I missed Couglin’s run by a year but still think I can capture what a big deal he was and why his short time at BC will always cast an unfair shadow on TOB.
Although he had worked at BC, Coughlin became the Head Coach fresh off a Giants Super Bowl win and was cast as a Parcells’ disciple. As ND fans are finding out now with Weis, the curt, buck stops here, we’re going to kick ass attitude combined with a dynamic offense will win over a fan base quickly. When he beat No. 1 Notre Dame in South Bend in his third season, he cemented his status as a BC icon. Yet that was the peak of his reign. He lost to WVU the next week and was head coach of the Jacksonville Jaguars a few months later. But his charisma and the promise of what his run held (“if Coughlin had stayed...”) is still fresh in the memories of those who lived through the run. Heck, I was only a BC applicant when he beat Notre Dame and I still wonder what might have been. We will never know. Maybe he would have won a national championship. Maybe his my way or the highway attitude would have burned bridges with the players and the administration. Fans should let go because he was always too big for BC and the college game. He went where he belonged. But we can’t let go. We’re fans.
TC Legend also had the benefit of being followed by the Dan Henning disaster. [TANGENT TIME: This is getting too personal but I literally shat when I found out that Henning was the coach. This was spring 1994 and before the internet. I was in New Jersey so I couldn’t follow the coaching search in any paper. One day I am lounging around watching SportsCenter. I have to go to the bathroom and being your typical jerky senior in high school, I just blast the volume on the TV so I can still hear it from the can. Well I hear Olbermann or Patrick or whoever was doing the morning addition say “Boston College has hired Dan Henning…” and think to my self this is not good. Flush. END OF TANGENT.]
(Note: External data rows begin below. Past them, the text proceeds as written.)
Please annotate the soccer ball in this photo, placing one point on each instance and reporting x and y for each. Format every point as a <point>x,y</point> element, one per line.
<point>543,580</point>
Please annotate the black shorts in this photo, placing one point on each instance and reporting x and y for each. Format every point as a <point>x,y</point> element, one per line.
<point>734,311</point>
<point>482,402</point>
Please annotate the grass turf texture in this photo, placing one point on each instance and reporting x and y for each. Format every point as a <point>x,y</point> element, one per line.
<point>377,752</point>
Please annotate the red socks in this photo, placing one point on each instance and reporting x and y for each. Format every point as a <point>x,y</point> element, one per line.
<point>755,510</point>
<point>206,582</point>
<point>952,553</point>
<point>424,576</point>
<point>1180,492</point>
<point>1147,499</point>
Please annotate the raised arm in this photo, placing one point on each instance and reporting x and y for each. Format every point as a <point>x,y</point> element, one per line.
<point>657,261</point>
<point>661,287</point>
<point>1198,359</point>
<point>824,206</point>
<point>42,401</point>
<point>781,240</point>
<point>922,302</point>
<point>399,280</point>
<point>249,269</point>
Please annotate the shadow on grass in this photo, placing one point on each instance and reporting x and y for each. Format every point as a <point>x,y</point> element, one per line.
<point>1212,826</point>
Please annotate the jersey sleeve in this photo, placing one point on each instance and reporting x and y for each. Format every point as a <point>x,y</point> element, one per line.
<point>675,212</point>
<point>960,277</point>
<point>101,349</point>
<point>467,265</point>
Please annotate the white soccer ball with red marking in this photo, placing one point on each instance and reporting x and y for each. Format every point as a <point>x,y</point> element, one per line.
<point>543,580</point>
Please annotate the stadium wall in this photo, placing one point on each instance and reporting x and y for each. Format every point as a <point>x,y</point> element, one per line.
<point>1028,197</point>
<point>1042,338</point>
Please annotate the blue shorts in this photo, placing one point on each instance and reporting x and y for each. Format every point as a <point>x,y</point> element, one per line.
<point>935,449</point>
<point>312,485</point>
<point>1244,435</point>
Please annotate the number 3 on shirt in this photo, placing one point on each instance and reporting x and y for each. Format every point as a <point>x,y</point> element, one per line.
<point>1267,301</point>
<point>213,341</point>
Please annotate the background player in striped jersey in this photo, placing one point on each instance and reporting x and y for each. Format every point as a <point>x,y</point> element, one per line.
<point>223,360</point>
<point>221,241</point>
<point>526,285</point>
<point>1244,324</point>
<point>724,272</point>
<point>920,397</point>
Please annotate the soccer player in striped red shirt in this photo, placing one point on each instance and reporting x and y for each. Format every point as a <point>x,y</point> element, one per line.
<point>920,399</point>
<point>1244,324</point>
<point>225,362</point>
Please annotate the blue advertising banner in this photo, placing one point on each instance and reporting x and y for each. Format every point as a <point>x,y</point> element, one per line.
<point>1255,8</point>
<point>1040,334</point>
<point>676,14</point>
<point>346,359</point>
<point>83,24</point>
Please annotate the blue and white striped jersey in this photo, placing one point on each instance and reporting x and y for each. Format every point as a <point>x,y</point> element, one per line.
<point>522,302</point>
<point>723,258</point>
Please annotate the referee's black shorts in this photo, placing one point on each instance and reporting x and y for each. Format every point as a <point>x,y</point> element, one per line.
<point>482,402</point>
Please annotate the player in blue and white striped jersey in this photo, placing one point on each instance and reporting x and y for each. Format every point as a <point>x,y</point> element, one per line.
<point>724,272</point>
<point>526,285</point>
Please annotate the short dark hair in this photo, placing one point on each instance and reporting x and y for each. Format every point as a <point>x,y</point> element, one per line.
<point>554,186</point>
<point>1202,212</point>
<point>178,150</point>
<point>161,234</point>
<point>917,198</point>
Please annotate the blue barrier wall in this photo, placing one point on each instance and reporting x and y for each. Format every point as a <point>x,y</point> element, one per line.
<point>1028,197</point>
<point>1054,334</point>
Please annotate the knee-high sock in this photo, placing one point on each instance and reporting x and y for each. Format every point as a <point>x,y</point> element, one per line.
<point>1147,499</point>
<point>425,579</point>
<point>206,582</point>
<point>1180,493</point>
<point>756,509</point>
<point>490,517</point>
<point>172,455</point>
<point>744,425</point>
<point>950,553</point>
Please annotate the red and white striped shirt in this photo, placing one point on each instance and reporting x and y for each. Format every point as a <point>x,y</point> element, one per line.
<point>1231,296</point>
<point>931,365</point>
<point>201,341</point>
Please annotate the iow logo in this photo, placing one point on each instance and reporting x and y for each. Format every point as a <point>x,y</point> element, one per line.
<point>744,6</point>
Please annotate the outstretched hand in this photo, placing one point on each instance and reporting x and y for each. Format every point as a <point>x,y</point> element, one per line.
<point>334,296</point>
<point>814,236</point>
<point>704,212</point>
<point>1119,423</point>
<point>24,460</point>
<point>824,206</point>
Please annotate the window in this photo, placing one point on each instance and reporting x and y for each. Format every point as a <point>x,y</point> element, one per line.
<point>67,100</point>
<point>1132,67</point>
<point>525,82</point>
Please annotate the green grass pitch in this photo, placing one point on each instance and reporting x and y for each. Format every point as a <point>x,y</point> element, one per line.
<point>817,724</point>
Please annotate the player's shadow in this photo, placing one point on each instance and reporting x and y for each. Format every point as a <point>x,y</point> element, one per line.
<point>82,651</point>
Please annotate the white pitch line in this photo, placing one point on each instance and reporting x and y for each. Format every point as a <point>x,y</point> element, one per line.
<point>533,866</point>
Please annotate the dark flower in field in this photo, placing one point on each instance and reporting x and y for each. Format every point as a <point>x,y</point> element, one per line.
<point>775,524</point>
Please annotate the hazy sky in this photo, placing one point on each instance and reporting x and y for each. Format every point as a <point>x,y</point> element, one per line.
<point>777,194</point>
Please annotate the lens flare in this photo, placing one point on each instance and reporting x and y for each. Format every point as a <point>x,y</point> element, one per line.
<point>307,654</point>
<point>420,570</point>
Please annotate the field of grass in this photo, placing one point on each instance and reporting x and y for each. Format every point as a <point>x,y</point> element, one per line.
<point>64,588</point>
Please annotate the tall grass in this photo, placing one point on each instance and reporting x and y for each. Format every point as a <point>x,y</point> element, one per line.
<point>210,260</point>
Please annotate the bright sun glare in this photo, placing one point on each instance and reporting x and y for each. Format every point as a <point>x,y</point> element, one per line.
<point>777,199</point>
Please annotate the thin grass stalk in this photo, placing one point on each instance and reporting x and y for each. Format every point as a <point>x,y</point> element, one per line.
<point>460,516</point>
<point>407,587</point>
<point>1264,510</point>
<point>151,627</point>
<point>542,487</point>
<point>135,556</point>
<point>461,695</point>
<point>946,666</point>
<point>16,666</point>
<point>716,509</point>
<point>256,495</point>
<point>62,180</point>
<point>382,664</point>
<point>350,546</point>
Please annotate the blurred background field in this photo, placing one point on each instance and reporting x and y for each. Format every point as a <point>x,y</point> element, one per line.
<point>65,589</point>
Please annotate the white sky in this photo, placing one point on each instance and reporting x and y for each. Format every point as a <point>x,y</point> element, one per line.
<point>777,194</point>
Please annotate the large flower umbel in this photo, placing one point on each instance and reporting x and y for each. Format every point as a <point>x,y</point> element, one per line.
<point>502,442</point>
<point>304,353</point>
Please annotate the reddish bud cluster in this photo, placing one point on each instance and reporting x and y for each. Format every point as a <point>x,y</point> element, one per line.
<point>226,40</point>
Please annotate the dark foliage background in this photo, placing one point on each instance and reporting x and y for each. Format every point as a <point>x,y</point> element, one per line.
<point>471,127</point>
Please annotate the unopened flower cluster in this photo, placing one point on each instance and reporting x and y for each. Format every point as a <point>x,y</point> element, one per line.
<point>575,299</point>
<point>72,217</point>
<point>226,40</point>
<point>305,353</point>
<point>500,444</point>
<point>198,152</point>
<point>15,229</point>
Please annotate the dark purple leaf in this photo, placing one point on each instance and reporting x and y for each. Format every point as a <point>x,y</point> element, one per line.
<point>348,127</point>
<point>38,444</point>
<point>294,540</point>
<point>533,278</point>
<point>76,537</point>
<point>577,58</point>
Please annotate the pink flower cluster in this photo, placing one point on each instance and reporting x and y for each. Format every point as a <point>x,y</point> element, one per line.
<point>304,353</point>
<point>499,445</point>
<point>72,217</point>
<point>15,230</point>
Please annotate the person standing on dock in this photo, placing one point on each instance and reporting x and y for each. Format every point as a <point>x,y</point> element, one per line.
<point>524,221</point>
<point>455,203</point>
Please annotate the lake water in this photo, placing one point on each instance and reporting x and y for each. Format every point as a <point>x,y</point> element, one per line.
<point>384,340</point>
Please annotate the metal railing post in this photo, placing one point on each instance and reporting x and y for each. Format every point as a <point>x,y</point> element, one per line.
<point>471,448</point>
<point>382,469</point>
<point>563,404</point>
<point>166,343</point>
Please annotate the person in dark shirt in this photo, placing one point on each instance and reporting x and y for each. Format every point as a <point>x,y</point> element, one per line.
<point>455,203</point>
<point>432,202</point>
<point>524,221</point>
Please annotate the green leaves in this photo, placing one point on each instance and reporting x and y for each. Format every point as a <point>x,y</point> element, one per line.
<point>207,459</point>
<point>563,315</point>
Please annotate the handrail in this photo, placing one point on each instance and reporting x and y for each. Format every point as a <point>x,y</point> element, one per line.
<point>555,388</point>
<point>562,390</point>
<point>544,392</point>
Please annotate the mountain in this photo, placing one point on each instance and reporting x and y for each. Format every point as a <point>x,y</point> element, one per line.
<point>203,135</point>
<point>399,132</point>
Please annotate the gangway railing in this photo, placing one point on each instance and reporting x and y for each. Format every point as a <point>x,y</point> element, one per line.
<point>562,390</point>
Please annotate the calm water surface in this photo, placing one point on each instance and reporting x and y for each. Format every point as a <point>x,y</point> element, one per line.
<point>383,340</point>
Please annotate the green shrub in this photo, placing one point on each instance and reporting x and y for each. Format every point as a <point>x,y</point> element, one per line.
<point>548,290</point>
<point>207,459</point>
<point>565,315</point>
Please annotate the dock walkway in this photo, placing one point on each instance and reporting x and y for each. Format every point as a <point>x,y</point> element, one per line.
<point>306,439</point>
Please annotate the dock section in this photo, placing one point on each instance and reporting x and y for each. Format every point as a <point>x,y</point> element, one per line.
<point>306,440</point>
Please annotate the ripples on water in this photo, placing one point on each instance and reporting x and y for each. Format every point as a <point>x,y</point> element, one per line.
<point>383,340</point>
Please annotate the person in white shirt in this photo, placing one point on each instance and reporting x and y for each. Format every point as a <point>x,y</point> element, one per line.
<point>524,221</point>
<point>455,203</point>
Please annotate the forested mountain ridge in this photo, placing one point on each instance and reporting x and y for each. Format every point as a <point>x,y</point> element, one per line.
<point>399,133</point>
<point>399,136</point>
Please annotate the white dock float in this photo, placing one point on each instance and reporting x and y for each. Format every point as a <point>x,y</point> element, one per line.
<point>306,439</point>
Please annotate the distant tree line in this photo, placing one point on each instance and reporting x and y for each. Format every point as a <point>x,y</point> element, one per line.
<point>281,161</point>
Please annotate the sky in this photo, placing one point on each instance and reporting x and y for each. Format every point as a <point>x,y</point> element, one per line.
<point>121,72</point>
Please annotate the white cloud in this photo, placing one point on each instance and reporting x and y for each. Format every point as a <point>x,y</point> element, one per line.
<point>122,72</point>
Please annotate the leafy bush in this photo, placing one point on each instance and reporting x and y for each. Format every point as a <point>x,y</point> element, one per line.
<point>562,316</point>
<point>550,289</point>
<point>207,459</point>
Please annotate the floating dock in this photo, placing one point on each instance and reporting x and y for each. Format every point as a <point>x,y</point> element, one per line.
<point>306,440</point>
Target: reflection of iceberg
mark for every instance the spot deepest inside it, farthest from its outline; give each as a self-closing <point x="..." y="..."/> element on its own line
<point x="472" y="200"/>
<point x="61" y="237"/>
Even though he didn’t follow Coughlin, TOB will always live in Coughlin’s shadow among the diehards. And in my opinion, it is not entirely fair. Coughlin’s accomplishments at the Heights were not all that different from TOB's best moments, but his charisma and the promise of what the future held is too much and lends fuel to TOB’s critics. TOB will probably become the alltime winningest coach at BC in three seasons. To younger fans and non BC fans he and Doug Flutie are BC football. He probably doesn't care that a few hundred people still wonder about Coughlin.
Me, as much as I don't want to admit it, TC's legacy does impact my view of TOB. TOB has let me down numerous times. But I know things could be a lot worse. That is a horrible attitude, but how else should I deal with it? I am open to suggestions.